I know this is old news, but I am just now catching up on the latest from American Idol and had to throw my two cents into the fountain of collective outrage. Except as I write this I’m watching Julia Gagnon sing “Over the Rainbow” with tears clouding my eyeballs so it’s hard to be angry. Until I remember that “America” tried to vote her off weeks ago!
I was shocked but not surprised that a few episodes back, the remaining four contestants awaiting results were all extraordinarily talented people of color. Across the stage from them, all the contestants who had already made the cut were white or white presenting. It was a starkly visible divide. Lest anyone want to fight me and argue that this was simply a merit-based outcome, I will point out that:
1) the situation unfolding in real time horrified the judges, who based on their commentary were responding largely as trained vocalists not to mention super famous artists, and
2) some of the white girls fumbled the ball the week of this embarrassing elimination blunder (*not* McKenna Faith Breinholt, whose singing was incredible as per usual).
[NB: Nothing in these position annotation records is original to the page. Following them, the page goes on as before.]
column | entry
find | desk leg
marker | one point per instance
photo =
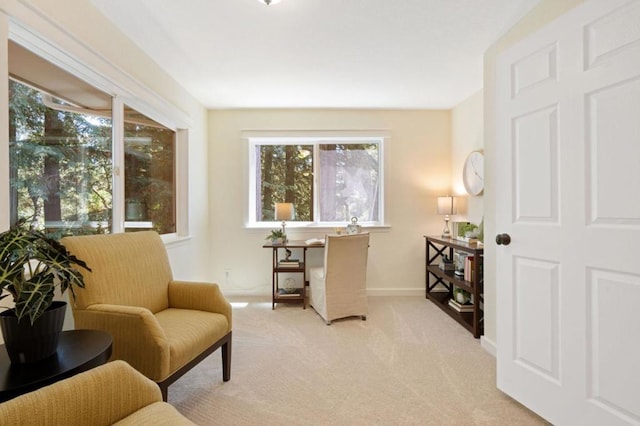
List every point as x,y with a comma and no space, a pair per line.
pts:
274,262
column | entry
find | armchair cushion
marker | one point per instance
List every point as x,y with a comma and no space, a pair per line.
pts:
113,393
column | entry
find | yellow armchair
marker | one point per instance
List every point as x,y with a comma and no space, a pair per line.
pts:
114,393
160,326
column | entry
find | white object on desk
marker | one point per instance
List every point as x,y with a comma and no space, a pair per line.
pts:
313,241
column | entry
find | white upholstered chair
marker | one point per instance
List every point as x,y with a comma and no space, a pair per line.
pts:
338,289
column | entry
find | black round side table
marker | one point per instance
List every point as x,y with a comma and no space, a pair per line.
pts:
78,351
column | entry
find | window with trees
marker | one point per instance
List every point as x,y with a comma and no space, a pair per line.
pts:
328,180
62,162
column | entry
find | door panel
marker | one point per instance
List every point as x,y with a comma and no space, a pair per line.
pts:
535,162
567,185
536,296
611,296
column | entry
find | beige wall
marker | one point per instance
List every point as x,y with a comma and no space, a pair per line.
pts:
545,12
418,169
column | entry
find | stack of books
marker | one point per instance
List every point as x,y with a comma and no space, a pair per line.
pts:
459,307
289,263
289,292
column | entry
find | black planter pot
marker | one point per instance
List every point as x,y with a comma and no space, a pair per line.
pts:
26,343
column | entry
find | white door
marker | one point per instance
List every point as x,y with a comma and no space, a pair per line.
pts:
568,195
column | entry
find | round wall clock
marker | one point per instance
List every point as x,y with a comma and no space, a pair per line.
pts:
473,173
The show is a competition and competition is about performing well under pressure, which is why I hated competing in piano and sports. I sure as hell can’t keep it together—I literally fumbled the ball far too often during games, to the point that it was a whole thing I had to address with coaches, despite being varsity team captain and all-state from high school through Division II college. All of that to say I’m not putting anyone down; there’s way too much of that on the Internet IMO. For example, YouTubers are obsessed with asking “Can [insert global pop icon] actually sing?” And I want to be like IDK can you?! This is about a structural issue, not trolling individual singers. While I think all the top contestants are amazingly talented, does it make sense for someone who Katy Perry openly acknowledged was having pitch issues to win over Jayna Elise, whose vocal and star power covering Whitney freaking Houston was out of this world? I mean, come on! And Nya, whom we lost a week before? Her singing is just beyond, in another dimension. Plus, Roman Collins (from Long Beach!) and Triston Harper (who was close to leaving) had phenomenal and deeply moving performances. Full. Body. Chills.
Shameful that the live results were not only obviously racist but classist, because the real-time voting window excludes people who have to work nights and/or don’t have cable. True, my indie rock and post-metal leanings leave me scratching my head at the Taylor Swiftness of it all, but I’m also one of many people, I don’t doubt, who secretly and devotedly watch the show because of an abiding love for music without having a chance to vote.
And then the producers bring back Just Sam, the 2020 winner, four years later to sing in person since they won during quarantine and recently admitted to struggling despite American Idol victory? The timing seems a little too convenient for PR. At least I can giggle at how their song, “One Moment in Time,” was a dig at not only American Idol but the broader US context of racist musical segregation, appropriation, and exclusion in which it is embedded. American Idol can’t fix the dumpster fire, but it could at least rethink live voting.